Lesson 8

Students find distances from points on a parabola to the parabola’s focus using the fact that this distance is equal to the distance between the point and the parabola’s directrix. This will be helpful in an upcoming activity in which students write an equation for a parabola.

If students are stuck, suggest that they refer to the definition of a parabola on their reference chart. Ask if there are any distances they can easily find without needing the Pythagorean Theorem.

The goal is for students to summarize their observations about the general point \((x,y)\). Display this image for all to see.

Ask students what we know about these two distances. (The distances are equal. Each distance is \(y\) units.)

Students use the concepts they’ve explored in recent activities to write an equation for a parabola and rewrite it in vertex form. If many students struggle with the algebraic manipulation, consider working through some of the steps as a class.

If students struggle to write the initial equation, suggest they draw in a right triangle whose hypotenuse is the distance between \((3,2)\) and \((x,y)\), and write expressions for the lengths of the triangle’s legs. Then, suggest they look back to the warm-up for a way to label the hypotenuse.

If students don’t know how to start rewriting the equation into vertex form, suggest they begin by squaring the expression \((y-2)^2\). Then rearrange the terms so \(y\) is alone on one side of the equation.

Display the two forms of the equation. If students ask about the name of the original form, tell them that there is no particular name for that form. It is simply a starting point.
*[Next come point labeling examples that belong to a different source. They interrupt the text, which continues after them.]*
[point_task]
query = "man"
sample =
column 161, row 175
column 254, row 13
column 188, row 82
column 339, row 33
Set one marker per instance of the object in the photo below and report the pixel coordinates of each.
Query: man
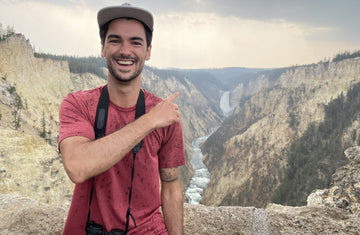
column 103, row 167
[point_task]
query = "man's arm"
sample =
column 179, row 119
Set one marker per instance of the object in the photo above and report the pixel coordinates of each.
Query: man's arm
column 84, row 159
column 171, row 199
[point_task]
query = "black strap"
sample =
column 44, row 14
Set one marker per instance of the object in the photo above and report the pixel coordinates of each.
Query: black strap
column 100, row 127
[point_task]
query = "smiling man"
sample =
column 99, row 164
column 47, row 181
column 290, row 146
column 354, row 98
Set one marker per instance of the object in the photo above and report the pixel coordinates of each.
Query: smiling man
column 117, row 187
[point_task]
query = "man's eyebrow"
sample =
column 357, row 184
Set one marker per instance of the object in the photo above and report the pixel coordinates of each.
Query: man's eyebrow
column 137, row 39
column 132, row 38
column 113, row 36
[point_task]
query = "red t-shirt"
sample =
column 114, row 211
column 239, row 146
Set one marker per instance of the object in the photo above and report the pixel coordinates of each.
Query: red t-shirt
column 162, row 148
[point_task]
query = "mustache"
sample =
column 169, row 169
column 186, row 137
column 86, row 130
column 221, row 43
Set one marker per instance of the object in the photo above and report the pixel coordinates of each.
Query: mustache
column 122, row 57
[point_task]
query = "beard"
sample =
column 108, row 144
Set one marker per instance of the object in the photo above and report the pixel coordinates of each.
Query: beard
column 117, row 73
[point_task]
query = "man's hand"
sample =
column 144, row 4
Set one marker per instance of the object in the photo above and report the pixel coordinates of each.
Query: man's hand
column 165, row 113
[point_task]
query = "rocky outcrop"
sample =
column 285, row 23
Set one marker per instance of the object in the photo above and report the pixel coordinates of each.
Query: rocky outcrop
column 31, row 91
column 21, row 215
column 247, row 154
column 345, row 187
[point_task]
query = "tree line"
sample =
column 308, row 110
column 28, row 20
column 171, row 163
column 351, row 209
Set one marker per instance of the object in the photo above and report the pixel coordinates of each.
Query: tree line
column 89, row 64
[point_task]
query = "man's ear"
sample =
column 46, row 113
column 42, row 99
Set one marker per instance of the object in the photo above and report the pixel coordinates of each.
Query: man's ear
column 148, row 53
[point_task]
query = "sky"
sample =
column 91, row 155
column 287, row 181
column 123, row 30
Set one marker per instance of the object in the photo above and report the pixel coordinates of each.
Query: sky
column 194, row 34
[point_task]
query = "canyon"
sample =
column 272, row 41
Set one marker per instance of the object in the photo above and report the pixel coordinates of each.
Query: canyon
column 265, row 112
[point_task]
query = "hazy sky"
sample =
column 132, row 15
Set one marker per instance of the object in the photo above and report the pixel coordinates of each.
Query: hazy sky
column 200, row 33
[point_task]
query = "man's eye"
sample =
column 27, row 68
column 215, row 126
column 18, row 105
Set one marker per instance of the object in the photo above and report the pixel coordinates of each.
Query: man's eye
column 136, row 43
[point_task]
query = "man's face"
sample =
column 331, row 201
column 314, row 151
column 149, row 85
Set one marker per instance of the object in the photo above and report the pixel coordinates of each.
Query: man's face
column 125, row 49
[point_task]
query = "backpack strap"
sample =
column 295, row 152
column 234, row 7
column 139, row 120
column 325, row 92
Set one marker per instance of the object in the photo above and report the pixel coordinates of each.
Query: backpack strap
column 100, row 128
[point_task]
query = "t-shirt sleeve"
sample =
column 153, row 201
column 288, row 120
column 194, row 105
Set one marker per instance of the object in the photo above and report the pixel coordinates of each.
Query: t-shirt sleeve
column 74, row 119
column 172, row 152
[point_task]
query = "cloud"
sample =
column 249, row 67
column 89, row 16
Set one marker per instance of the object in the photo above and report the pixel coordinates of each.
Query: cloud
column 198, row 40
column 186, row 39
column 70, row 30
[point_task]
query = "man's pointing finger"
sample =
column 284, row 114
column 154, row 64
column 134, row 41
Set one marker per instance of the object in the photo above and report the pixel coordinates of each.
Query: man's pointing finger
column 172, row 97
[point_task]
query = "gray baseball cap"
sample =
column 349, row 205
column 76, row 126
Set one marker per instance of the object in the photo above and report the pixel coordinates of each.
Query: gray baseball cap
column 125, row 11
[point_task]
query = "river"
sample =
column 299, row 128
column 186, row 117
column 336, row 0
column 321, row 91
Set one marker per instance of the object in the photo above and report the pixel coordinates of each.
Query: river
column 201, row 176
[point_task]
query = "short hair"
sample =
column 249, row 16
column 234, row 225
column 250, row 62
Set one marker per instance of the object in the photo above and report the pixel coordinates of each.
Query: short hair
column 104, row 29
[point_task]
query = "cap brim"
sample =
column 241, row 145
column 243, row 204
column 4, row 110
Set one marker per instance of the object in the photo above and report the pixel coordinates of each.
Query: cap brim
column 110, row 13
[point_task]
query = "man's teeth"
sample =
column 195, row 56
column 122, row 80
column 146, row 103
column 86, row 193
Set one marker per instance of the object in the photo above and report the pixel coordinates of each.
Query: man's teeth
column 125, row 62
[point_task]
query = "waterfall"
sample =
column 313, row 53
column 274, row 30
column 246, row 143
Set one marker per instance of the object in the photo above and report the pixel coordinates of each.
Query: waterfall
column 225, row 104
column 201, row 176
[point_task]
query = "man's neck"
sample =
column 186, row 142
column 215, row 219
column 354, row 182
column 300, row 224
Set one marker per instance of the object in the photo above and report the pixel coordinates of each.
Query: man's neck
column 124, row 94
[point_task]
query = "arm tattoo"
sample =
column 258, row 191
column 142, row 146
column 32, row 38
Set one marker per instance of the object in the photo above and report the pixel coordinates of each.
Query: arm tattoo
column 168, row 175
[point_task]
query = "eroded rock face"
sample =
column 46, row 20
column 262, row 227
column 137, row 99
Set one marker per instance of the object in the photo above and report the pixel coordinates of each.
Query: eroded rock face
column 22, row 215
column 247, row 154
column 345, row 188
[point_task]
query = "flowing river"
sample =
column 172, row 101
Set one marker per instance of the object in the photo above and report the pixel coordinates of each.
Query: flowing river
column 201, row 176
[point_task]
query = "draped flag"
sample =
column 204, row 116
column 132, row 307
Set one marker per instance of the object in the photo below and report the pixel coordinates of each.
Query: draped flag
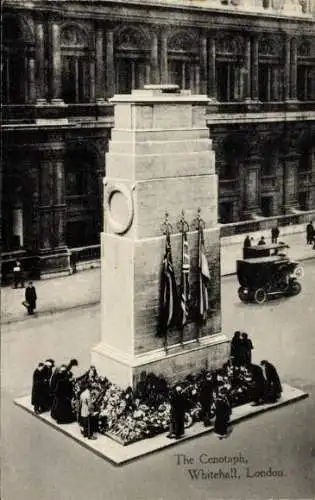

\((x-3)^2 + (y-2)^2 = y^2\)

\(y=\frac 14 (x-3)^2+1\)

Here are some questions for discussion:

• “There is an \((x-3)^2\) in each equation. What does this mean in each one?” (In the first equation, the 3 came from the \(x\)-coordinate of the focus. In the second equation, it’s the \(x\)-coordinate of the vertex.)
• “Was it just coincidence that the \(x\)-coordinate of the focus and vertex were the same? That is, if we tried another example, could we find one in which the \(x\)-coordinate is different?” (If the directrix is a horizontal line, then the vertex and the focus will always be on the same vertical of line—the axis of symmetry.)

Tell students that it’s possible to create parabolas using directrices that are vertical or even slanted. A vertical directrix is relatively easy to work with, but for slanted directrices, we need to use more complicated trigonometry than what we’ve yet learned. Explain that because of these complications, we won’t create a general form for the equation of a parabola like we did for a circle—we will just create equations for specific parabolas, as we did in this activity.

A sorting activity gives students opportunities to analyze representations, statements, and structures closely and make connections (MP2, MP7).

As students work, encourage them to refine their descriptions of the parabolas using more precise language and mathematical terms (MP6).

Arrange students in groups of 2. Distribute one set of cards to each group. Give students time to work with their partner, followed by a whole-class discussion.

Select groups to share how they sorted their cards. Attend to the language that students use to describe the graphs and equations, giving them opportunities to describe the parabolas more precisely. Highlight the use of terms like focus, directrix, and distance.